One day I post three times and then a week without anything. Nothing to post really. I'm in a holding pattern. Waiting to do this IVF crap. My body isn't on board with that one, so it looks like we're going to have to shoot me full of drugs just to get things started. The problem being that I was on Depo-Provera for so long that I stopped having a monthly cycle and it takes some time to get going again once you're off of the shot. So it looks like they're going to have to give me another drug, called Prometrium, to give me a "fake period" (no ovulation involved) to basically get me back to Day 1 of a normal cycle and then we can start the follicle stimulating hormones.
My pulmonologist is onboard with the transplant. She agreed with my conclusion that with both my pulmonary pressures down and my diffusing capacity down, i.e. my breathing is getting worse, but my hypertension is getting better, it must be the pulmonary fibrosis that is causing most of the problems here, so the scleroderma is the major factor. That just reinforces the idea that SCT is the best option for me. SCT can't fix the pulmonary hypertension, so if that was out of control, we could only hope to see minimal improvement with the transplant. Since the scleroderma seems to be the key culprit and the PAH is under control, then if the SCT does what it should and kicks the scleroderma's ass, I should be in much better shape.
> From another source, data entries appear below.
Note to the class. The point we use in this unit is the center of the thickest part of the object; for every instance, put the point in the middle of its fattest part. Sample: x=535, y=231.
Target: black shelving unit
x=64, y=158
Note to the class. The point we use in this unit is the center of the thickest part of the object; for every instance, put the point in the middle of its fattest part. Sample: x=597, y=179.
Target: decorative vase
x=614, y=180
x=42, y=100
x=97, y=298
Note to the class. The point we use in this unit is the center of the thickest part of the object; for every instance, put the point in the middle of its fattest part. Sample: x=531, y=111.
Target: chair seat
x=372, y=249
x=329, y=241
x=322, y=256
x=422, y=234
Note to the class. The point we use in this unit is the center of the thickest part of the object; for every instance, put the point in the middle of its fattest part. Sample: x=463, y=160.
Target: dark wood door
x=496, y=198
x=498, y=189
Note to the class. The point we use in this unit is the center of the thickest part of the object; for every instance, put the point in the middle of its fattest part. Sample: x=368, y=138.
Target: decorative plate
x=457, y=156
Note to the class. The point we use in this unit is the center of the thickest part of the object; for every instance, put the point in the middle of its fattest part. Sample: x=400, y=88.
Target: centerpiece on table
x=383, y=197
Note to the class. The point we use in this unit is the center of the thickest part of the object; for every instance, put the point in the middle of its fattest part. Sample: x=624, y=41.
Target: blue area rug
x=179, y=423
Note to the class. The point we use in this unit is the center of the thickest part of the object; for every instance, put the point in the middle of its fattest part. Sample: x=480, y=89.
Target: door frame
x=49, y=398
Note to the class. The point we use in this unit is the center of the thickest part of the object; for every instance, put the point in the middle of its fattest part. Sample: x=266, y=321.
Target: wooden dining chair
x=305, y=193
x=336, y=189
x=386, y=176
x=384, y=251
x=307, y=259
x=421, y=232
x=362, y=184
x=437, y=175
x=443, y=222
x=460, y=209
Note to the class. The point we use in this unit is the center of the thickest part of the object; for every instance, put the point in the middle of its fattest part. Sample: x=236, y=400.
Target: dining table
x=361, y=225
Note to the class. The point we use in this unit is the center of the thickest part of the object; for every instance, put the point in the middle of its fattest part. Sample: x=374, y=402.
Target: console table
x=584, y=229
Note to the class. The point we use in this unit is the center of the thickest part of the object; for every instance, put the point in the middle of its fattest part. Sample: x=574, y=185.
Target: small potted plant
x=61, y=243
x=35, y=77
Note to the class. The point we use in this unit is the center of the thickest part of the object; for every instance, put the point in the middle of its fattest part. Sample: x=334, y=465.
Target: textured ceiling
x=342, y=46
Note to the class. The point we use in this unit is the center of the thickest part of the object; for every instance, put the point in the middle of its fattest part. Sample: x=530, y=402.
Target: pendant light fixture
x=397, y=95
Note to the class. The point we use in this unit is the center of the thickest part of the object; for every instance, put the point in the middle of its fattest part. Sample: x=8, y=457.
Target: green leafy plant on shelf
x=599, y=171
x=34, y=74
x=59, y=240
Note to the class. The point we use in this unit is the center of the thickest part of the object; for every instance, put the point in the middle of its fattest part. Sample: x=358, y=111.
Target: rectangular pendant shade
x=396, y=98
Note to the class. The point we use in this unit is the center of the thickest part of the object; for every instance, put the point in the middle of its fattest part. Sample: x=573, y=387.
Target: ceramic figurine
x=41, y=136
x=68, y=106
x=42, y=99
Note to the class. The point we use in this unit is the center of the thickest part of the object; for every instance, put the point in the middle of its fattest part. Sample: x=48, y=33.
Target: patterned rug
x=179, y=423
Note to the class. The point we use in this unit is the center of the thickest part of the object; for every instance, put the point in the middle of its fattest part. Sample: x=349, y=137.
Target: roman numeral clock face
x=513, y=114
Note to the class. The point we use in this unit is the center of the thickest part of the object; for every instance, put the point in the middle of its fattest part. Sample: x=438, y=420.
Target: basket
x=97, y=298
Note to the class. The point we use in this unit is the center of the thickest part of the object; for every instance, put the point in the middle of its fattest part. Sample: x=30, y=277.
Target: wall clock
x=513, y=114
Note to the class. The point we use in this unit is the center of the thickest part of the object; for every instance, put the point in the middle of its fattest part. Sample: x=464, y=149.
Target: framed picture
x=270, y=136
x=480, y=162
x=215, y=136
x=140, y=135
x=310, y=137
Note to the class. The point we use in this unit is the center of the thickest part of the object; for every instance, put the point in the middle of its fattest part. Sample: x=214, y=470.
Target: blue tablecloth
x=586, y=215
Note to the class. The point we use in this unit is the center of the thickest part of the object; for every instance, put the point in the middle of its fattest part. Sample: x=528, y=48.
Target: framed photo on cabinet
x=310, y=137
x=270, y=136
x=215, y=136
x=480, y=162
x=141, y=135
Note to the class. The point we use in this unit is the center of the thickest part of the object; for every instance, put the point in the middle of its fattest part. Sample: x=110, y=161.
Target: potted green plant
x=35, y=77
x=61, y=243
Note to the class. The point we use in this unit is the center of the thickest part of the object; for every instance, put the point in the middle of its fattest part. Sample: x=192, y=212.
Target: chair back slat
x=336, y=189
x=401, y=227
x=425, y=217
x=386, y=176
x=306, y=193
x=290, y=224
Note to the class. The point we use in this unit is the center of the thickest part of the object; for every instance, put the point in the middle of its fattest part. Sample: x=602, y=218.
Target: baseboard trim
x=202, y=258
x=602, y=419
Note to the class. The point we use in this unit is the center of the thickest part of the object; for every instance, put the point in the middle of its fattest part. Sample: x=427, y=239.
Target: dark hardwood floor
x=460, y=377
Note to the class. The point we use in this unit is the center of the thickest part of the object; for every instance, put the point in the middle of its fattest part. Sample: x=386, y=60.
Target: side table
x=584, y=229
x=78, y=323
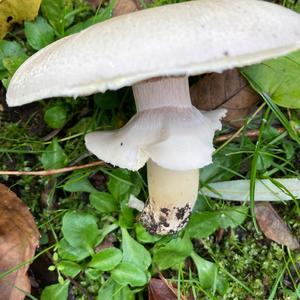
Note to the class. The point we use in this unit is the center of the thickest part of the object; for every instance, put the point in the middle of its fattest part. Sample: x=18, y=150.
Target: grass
x=237, y=256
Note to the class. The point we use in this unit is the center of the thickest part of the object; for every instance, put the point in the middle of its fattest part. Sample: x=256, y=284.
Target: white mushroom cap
x=184, y=39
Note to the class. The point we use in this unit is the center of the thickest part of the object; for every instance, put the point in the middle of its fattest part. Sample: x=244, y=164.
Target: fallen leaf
x=227, y=90
x=273, y=226
x=124, y=7
x=16, y=11
x=158, y=289
x=18, y=240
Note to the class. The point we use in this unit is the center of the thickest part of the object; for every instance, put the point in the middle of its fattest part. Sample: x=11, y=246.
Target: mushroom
x=155, y=50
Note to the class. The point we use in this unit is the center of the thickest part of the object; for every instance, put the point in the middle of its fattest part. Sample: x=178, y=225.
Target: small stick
x=250, y=133
x=53, y=171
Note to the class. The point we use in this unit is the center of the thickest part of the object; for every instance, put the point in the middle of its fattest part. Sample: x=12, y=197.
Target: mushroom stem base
x=172, y=195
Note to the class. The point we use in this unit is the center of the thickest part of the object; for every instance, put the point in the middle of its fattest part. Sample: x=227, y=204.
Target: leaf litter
x=19, y=237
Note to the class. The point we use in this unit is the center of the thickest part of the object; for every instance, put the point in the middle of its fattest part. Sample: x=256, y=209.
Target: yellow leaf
x=16, y=11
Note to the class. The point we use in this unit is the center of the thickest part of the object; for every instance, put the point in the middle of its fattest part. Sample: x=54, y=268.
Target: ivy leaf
x=134, y=252
x=80, y=230
x=208, y=274
x=79, y=183
x=129, y=273
x=56, y=291
x=103, y=15
x=104, y=202
x=113, y=291
x=68, y=252
x=106, y=260
x=279, y=78
x=119, y=183
x=11, y=11
x=172, y=253
x=58, y=13
x=39, y=33
x=68, y=268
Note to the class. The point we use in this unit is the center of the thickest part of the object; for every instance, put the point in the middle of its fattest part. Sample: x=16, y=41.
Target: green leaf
x=232, y=216
x=79, y=183
x=223, y=167
x=144, y=236
x=80, y=230
x=104, y=202
x=58, y=13
x=172, y=253
x=106, y=259
x=56, y=291
x=113, y=291
x=69, y=268
x=39, y=33
x=208, y=274
x=279, y=78
x=56, y=116
x=119, y=183
x=103, y=15
x=134, y=252
x=93, y=274
x=68, y=252
x=108, y=100
x=104, y=231
x=202, y=224
x=12, y=63
x=129, y=273
x=54, y=156
x=10, y=49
Still don't know if my lungs are ever going to be better than they are now. I've spoken with doctors and people who've undergone chemo for scleroderma with pulmonary fibrosis and the verdict seems to be that they can stop the disease from getting worse, but fibrosis is a buildup of scar tissue and they can't get rid of that. The PAH is still a big question mark. I haven't found anyone who has had SCT for scleroderma with PAH, so there's really no way to know. Some cases of PAH are caused by things like Fen Phen, but when the person stops doing the drug, the disease doesn't stop advancing. Other types of PAH are secondary to things like tumors or clotting disorders and when the underlying diseases are cured, the PAH goes away. So the question is, how will scleroderma react? Up until now SCT there wasn't anything out there that could "cure" scleroderma. High dose chemo might put it into remission, but not forever. So now I've got a brand new, experimental treatment, but even if this does cure the scleroderma, I don't really know what life's going to be like after that cure.
And that's just the medical side of things. I really don't know what life as a whole is going to be like post-transplant. I've never been well as an adult. I've never had the opportunity to work without waking up every morning and taking stock of my symptoms. I've never been able to make plans for next week or next month (or sometimes even tomorrow) without hesitation. I can't wait to get on a bike again, to run without worrying that I won't walk for a week, to get down on the floor and play with the little man without thinking about how I'm going to make it back up.
It's going to be like learning to live again. It's exciting, but it's also really scary. I'm hoping that I'll psychologically be able to jump back into life, that I won't hesitate. I'm really hoping to regain my social life and actually have some friends again. The big one that is hanging over my head is having a real job for essentially the first time. But when that really worries me I just think back to November of 2005. I was sick, my best friend had died of a drug overdose two months before, I was knee deep in end-of-the-semester insanity, carrying a full course load of five classes, I was working almost forty hours a week, and my only real coworker in the administrative end of the business, my boss, had just been fired without a replacement. I thought I was going to break down, failing the business and school while destroying my health. Instead I excelled. I got straight A's, all of the orders went out, and with the exception of a couple level 10 migraine headaches (I missed out on both Thanksgiving and Christmas Eve that year), my health remained pretty stable and I made it in to work regularly.
I don't know why I eternally doubt myself so much. Under pressure, when it really comes down to it, I always expect to fail and I usually come out on top. I'm a worrier I guess. Having so little control over my body also feeds that one. When I took my capstone class at Temple, we had to spend the semester writing a thesis paper on post-WWII Europe. A lot of the class was going back and forth to see the professor and discuss our ideas and spending time in the library doing research. I was just too sick to make it downtown much that semester. I missed half of my meetings and got so far behind that though I managed to crank out thirty pages on the collapse of communism in the Eastern Bloc, they were pretty much crap and combined with the percentage of the grade that came from just being there when you were supposed to, I managed to get a D- and it cost me my double major. So I'm hoping that when my body isn't such a big factor in the equation and I can rely solely on my intelligence and will power to get me through I can once again have some faith in my ability to make what I want happen.
So much for having nothing to post, right? You should see me in real life. It’s easy to understand when BF forgets I even said most of what I say. I can talk about nothing for hours.